Artist: Marie DeFord Keller; Oil on canvas
Charles Geraldus Hill was born near the town of Louisburg in
Franklin County October 31 1849. Dr. Hill read for a time in the office of Dr.
J.E. Malone of Louisburg, North Carolina, and in the fall of 1868 entered the
Washington University Medical College (now known as the Mercy Hospital ) in
Baltimore from which he was graduated in 1870 with the highest honors.
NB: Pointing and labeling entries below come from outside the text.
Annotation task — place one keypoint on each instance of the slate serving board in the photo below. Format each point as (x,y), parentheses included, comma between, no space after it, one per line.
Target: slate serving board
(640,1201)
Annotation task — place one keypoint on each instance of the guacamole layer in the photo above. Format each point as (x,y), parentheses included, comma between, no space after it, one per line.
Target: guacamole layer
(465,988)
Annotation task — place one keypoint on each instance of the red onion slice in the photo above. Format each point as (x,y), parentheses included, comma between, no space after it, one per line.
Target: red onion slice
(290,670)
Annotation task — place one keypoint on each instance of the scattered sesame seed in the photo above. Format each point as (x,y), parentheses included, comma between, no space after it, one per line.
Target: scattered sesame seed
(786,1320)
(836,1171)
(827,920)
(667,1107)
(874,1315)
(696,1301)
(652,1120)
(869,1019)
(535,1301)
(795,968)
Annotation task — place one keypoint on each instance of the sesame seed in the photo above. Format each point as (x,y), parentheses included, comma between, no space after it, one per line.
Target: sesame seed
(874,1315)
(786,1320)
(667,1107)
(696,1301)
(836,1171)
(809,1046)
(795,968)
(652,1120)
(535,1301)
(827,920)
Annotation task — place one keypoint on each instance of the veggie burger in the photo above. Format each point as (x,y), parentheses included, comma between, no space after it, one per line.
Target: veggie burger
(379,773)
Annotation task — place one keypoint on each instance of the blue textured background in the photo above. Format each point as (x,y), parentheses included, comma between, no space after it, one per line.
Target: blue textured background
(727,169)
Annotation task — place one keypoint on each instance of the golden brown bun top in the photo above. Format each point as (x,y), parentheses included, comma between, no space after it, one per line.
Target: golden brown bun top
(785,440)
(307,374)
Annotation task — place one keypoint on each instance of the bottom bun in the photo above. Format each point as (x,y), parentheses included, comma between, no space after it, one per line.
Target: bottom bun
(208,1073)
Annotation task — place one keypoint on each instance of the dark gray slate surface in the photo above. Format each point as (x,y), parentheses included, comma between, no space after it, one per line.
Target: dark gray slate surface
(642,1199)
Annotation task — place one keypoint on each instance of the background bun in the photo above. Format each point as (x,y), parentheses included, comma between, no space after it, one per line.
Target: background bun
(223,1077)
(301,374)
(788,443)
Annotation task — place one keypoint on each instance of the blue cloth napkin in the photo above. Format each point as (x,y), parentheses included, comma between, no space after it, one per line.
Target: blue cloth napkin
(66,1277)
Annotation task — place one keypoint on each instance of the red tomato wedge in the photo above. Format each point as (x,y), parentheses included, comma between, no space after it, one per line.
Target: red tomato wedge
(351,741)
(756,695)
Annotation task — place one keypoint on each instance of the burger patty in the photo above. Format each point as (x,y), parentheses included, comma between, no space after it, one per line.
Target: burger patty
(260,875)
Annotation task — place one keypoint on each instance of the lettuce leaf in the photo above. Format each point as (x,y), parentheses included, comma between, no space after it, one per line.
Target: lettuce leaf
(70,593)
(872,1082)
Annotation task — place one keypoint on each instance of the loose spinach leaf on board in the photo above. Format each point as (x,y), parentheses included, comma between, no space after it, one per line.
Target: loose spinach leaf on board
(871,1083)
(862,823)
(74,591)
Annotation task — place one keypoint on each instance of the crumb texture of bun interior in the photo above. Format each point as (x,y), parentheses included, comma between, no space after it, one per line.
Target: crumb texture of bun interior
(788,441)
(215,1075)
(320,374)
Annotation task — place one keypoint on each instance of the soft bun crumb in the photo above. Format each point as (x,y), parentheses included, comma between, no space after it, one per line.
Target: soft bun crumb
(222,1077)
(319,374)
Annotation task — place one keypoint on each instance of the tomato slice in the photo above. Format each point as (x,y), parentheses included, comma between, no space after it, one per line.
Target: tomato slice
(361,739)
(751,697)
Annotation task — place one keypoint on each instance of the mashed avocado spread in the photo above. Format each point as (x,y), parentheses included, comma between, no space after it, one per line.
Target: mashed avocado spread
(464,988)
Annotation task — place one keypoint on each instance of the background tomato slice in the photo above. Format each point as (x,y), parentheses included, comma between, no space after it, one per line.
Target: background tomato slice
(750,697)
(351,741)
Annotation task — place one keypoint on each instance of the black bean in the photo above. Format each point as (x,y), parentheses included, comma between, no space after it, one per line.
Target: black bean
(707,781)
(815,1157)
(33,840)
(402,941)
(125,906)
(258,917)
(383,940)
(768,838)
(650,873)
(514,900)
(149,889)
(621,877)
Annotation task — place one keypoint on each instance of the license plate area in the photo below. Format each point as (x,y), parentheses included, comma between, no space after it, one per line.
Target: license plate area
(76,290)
He established a private practice in the small village of
Hookstown on the Reisterstown Road but the name of Hookstown did not appeal to
him and he succeeded in changing its name to Arlington (just below Northern
Parkway, close to Pimlico Racecourse). He had never given up this horseback
riding and his erect carriage and his snow white hair was a familiar sight at
many of the meets of the fox hunting clubs.
In 1879, he was called to be first assistant physician at
the celebrated Mount Hope Retreat for the Insane. In 1881, he became associated
with the Baltimore Medical College as lecturer on nervous and mental diseases.
In 1882, he was elected professor of anatomy and diseases of the mind and in
1883 was made president of the college with the chair of nervous and mental
diseases which he has retained up to the present time
Since 1892 he has been a member and vice president of the
board of visitors of the Maryland School for Feebleminded. In 1895, he was elected
president of the Medical and Chirurgical Faculty. In 1896, he was president of
the Southern Medico Psychological Society. In 1897, he was elected to the
presidency of the Baltimore Medical and Surgical Society.
In 1906, at its meeting in Boston, the American Medico-Psychological
Association elected him to the presidency. He has had the peculiar distinction
of being the president of every local State and national Society of which he
has been a member. Additionally, Dr. Hill discovered a comet on June 23, 1881.